Em torno de 65% do que é produzido no país é transportado por meio de caminhões. A paralisação desse modal, e a consequente subida do preço com o tabelamento fez com que os embarcadores passassem a analisar a possibilidade de envio usando outros modais. Isso impulsionou as empresas desses setores e o resultado é mostrado pelos números.
Em 2018 a cabotagem cresceu cerca de 25%. A empresa Aliança Logística, um dos maiores players de cabotagem no país divulgou um crescimento de 28% no volume embarcado no segundo semestre de 2018 em comparação com o primeiro. Diversos tipos de produtos foram transportados pela primeira vez pela empresa nesse modal, mesmo estando no mercado há 20 anos. Na mesma batida, em maio, a empresa Mercosul Line, em parceria com os portos de Suape e Santos, anunciou uma linha expressa entre os dois portos, reduzindo o tempo de viagem de 8 para 3 dias.
Já no caso das ferrovias, o volume de containers transportados por trilhos aumentou 15% no ano passado, e o volume geral de cargas transportadas aumentou 5,8%. No primeiro trimestre de 2019, a Rumo, que responde por cerca de 80% do transporte de containers por ferrovias no país, reportou crescimento de cerca de 24% no volume transportado. Esse movimento motivou a empresa a lançar a primeira operação double-stack no país, que é um vagão com capacidade de transportar dois containers empilhados. A empresa espera que o volume continue crescendo em torno de 20% nesse ano.
Ou seja, parte do volume que seria transportado por caminhões descobriu que é possível também viajar por outros modais pelo Brasil. E a tendência é esse volume continuar crescendo.
Conclusão
Apesar da situação estar complicada pelos players envolvidos diretamente no transporte rodoviário, a saída tem uma solução simples de ser pensada, mas de difícil aplicação na prática e que não acontece de um dia para o outro. O problema que gerou a greve é o baixo valor pago para os motoristas, isso ocorreu devido a alta oferta de caminhões no mercado, consequência da desaceleração da economia que reduziu a demanda por transporte nas empresas (há também um fator de oferta excessiva de crédito subsidiado para compra de caminhões no início década, que inflou artificialmente a demanda por caminhões, aumentando a frota disponível, mas não vou me alongar sobre esse detalhe).
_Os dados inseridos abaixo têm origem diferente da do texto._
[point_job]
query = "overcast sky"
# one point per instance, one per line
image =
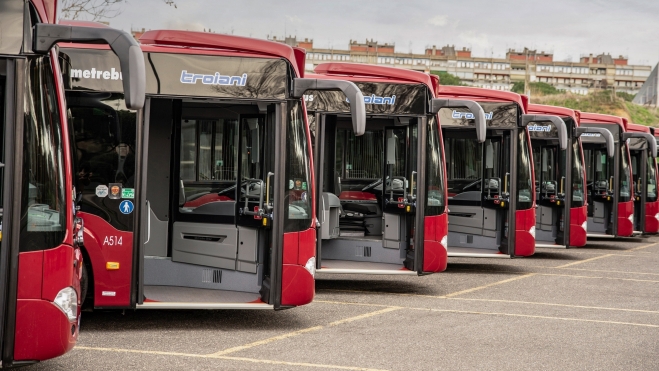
(569, 28)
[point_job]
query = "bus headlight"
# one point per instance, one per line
(67, 301)
(311, 266)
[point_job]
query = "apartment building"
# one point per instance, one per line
(591, 72)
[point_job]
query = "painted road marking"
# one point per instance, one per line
(584, 261)
(643, 247)
(488, 285)
(228, 358)
(303, 331)
(498, 314)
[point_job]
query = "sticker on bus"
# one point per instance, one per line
(128, 193)
(126, 207)
(102, 190)
(115, 191)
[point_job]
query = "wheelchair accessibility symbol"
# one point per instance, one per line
(126, 207)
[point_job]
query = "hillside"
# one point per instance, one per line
(602, 102)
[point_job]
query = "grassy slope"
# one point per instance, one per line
(603, 102)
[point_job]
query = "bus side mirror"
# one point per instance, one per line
(652, 142)
(122, 44)
(351, 91)
(608, 137)
(475, 108)
(557, 121)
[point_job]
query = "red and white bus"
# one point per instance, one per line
(561, 215)
(490, 185)
(40, 260)
(383, 208)
(643, 152)
(610, 185)
(204, 199)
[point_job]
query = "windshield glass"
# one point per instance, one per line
(43, 202)
(298, 172)
(524, 178)
(103, 153)
(625, 174)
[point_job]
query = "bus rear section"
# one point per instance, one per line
(642, 151)
(209, 202)
(40, 259)
(491, 197)
(610, 203)
(561, 215)
(383, 204)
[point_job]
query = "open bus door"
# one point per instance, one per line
(609, 179)
(491, 197)
(40, 235)
(560, 181)
(383, 208)
(549, 140)
(643, 151)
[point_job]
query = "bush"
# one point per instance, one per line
(626, 96)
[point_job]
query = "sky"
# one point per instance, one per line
(568, 28)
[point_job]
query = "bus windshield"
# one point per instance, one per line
(298, 172)
(43, 211)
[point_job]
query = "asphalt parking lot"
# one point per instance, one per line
(593, 308)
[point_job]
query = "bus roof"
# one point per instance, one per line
(598, 118)
(635, 128)
(480, 94)
(554, 110)
(206, 43)
(372, 73)
(47, 10)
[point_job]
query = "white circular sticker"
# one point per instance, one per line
(102, 191)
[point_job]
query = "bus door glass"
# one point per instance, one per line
(599, 177)
(578, 171)
(638, 164)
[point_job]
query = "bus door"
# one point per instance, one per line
(609, 183)
(638, 156)
(397, 187)
(490, 195)
(549, 140)
(369, 228)
(642, 150)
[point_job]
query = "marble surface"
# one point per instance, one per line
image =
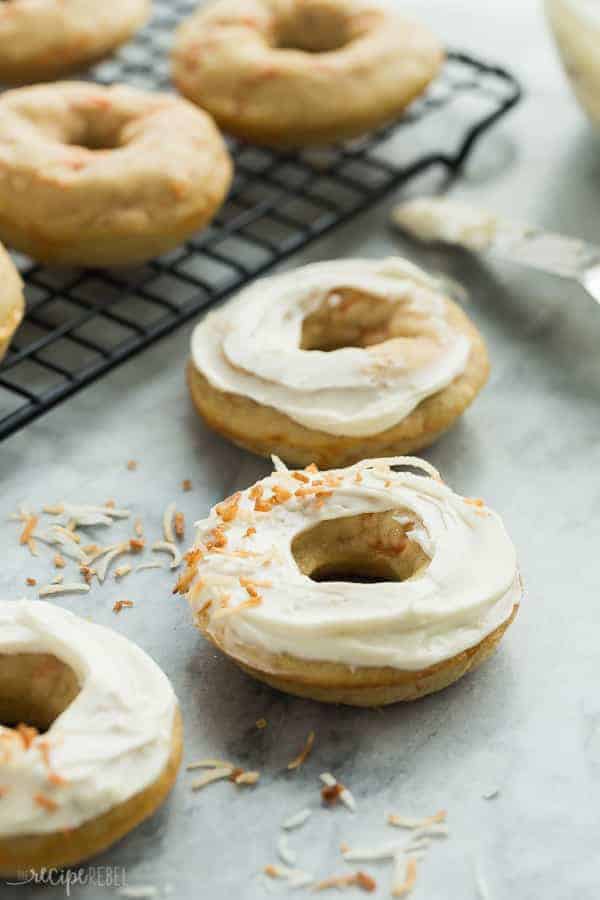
(528, 723)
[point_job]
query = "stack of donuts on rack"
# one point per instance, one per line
(354, 576)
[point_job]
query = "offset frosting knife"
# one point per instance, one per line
(437, 219)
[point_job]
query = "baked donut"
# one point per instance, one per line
(272, 582)
(12, 301)
(100, 176)
(336, 362)
(297, 72)
(43, 39)
(109, 741)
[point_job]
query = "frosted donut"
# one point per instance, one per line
(99, 176)
(336, 362)
(111, 742)
(268, 581)
(294, 72)
(12, 302)
(43, 39)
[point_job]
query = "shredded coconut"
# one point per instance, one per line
(75, 587)
(168, 530)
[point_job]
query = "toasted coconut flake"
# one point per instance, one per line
(122, 604)
(247, 778)
(168, 523)
(209, 777)
(168, 547)
(297, 820)
(409, 822)
(68, 533)
(210, 764)
(75, 587)
(30, 524)
(357, 879)
(278, 464)
(86, 516)
(435, 830)
(46, 802)
(405, 876)
(227, 510)
(304, 753)
(179, 525)
(88, 573)
(151, 564)
(286, 854)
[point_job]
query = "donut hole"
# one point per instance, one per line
(367, 548)
(35, 688)
(96, 134)
(350, 318)
(314, 26)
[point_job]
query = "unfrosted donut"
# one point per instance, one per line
(294, 72)
(336, 362)
(43, 39)
(97, 742)
(12, 302)
(273, 581)
(101, 176)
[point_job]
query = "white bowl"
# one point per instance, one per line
(576, 27)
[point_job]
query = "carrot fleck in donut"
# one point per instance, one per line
(95, 176)
(295, 72)
(277, 580)
(43, 39)
(12, 302)
(96, 742)
(336, 362)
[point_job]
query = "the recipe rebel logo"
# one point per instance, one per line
(111, 877)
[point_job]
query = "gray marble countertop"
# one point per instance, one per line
(528, 723)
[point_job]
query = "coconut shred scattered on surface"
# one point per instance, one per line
(62, 528)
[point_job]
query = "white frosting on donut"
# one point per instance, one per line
(468, 589)
(112, 741)
(251, 346)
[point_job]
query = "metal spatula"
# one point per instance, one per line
(436, 219)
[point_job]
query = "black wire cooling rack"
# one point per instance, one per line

Portanto, para que a situação normalize, é necessário que o país volte a crescer, as empresas voltem a vender e produzir muito, pois aí consequentemente precisarão novamente expandir sua demanda por transportes. O governo precisa buscar a desburocratização, simplificação e redução tributária, readequação das suas contas, e principalmente oferecer um ambiente seguro para os investidores, sem mudanças de legislação a todo o momento. O governo mais ajuda quando ele deixa de atrapalhar quem pode produzir e gerar empregos e crescimento.
No momento que a demanda por transporte se aquecer, os próprios autônomos serão contrários a uma tabela que limita as possibilidades de ganho deles. Quando esse momento chegar, o governo deve retirar a tabela de fretes e deixar o mercado ser o responsável pela definição dos preços justos de transportes.
E como último ponto, gostaria de frisar que a substituição do modal rodoviário para ferroviário e cabotagem é muito benéfico para o país no longo prazo. Para grandes distâncias esses modais são mais eficientes e mais econômicos. Além disso, contribuem para reduzir o já caótico tráfego nas estradas brasileiras. Por último, mas não menos importante, são meios de transportes mais sustentáveis, que emitem menos poluentes, o que melhora a qualidade de vida da população.